Meh. Tsali is an hour from my house, it is never that busy when I go, and the campground is the sort of place where I can ride out of camp.

Mud has never been any more of an issue for me there than it is anywhere else I go. And compared to some, much less of one.

The trails are nice enough for me to visit a couple times a year. Sure, there are a ton of options in the general area, but the particular combination of characteristics Tsali has means it will always be one of my options. Especially when I want a short trip. Finding a campsite site in Pisgah can be a challenge at a lot of places, so I welcome a spot where I usually don't have to worry.

Besides, it's a place my wife likes. So when she wants to go, I don't argue.

Sent from my VS995 using Tapatalk


----------



## Radium (Jan 11, 2019)

Nice rig, Harold.


----------



## spleeft (May 2, 2017)

Harold said:


> Meh. Tsali is an hour from my house, it is never that busy when I go, and the campground is the sort of place where I can ride out of camp.
> 
> Mud has never been any more of an issue for me there than it is anywhere else I go.
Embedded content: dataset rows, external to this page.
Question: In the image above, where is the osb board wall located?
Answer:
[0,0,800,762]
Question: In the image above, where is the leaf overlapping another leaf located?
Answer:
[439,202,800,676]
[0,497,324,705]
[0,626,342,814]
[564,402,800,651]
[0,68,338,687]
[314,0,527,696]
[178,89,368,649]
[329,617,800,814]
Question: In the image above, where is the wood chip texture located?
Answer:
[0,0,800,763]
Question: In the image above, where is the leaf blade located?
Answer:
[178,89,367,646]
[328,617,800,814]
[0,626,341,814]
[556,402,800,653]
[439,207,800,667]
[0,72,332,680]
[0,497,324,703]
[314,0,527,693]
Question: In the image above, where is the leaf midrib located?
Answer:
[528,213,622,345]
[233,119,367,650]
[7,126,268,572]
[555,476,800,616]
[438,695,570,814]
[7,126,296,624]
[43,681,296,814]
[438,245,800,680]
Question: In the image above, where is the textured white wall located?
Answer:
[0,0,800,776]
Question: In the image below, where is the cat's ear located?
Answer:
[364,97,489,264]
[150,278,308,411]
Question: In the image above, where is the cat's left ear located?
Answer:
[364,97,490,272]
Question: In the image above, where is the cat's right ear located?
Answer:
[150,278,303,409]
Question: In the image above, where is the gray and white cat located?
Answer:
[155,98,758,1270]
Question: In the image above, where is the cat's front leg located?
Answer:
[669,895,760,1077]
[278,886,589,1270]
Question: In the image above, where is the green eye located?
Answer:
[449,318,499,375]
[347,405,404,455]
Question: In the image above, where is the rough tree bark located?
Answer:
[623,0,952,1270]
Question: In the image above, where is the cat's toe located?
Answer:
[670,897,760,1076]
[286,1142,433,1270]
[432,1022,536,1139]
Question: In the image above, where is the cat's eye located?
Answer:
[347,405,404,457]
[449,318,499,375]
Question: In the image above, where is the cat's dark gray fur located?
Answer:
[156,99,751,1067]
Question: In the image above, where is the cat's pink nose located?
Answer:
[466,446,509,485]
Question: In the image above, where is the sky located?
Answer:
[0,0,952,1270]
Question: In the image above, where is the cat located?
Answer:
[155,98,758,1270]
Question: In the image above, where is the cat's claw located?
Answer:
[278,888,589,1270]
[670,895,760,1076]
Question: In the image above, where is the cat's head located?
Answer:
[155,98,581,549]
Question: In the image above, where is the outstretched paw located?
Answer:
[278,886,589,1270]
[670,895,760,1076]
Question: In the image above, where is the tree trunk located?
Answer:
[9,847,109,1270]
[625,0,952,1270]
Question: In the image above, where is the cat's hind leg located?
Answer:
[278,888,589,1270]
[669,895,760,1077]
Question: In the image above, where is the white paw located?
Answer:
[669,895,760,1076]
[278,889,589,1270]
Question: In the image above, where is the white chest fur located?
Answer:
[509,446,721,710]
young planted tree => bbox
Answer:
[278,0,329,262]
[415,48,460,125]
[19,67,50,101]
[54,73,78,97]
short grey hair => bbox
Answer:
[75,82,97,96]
And compared to some, much less of one.
> 
> ...


Ya nice rig H !!
We visited Tsali on 4/16 first time. Wanted to scope out a future trip with our 31' Toy Hauler. Looked like it was doable on a few campsites. Did Thomson and Mouse . Def a great place to get away to with wife who isnt hard core biker. Nothing over the top but still fun trails ! Looking forward to the other side someday ! ( we were staying at Happy Holiday up in Cherokee...hit Fire Mountain every morning !


----------



## mtn_cyclist (Oct 29, 2013)

My toy hauler.


----------



## spleeft (May 2, 2017)

mtn_cyclist said:


> My toy hauler.
> View attachment 1249388


How did you get your dinette table to attach to the Happijack?! I like it. Is the table heavy?


----------



## mtn_cyclist (Oct 29, 2013)

It's a double decker thing. The bottom level is a big passion pit couch thing that also turns into a dinette. The upper level is a bed.


----------



## Sanchofula (Dec 30, 2007)

Finally got back to working on my van, two year hiatus while I remodeled a couple houses.

Adding bulkhead "shoveit" storage over the folding dinette, driver side wall mounted full height jump seats with shoulder harnesses installed on L Track, Dobinson 40L portable fridge under the jump seats, battery/converter/breaker system under the driver seat. Also installed low seat bases on both seats, this makes it more comfortable for the passenger and it allows me more adjustability on the driver side.

My van doubles as a dog transporter, construction material hauler, and all around grubby vehicle and daily driver, so think of it as a truck with benefits 

Someday I will go a little fancier, figuring on a Transit AWD mid height 140 wheelbase with a adjustable height platform bed and some more build it stuff.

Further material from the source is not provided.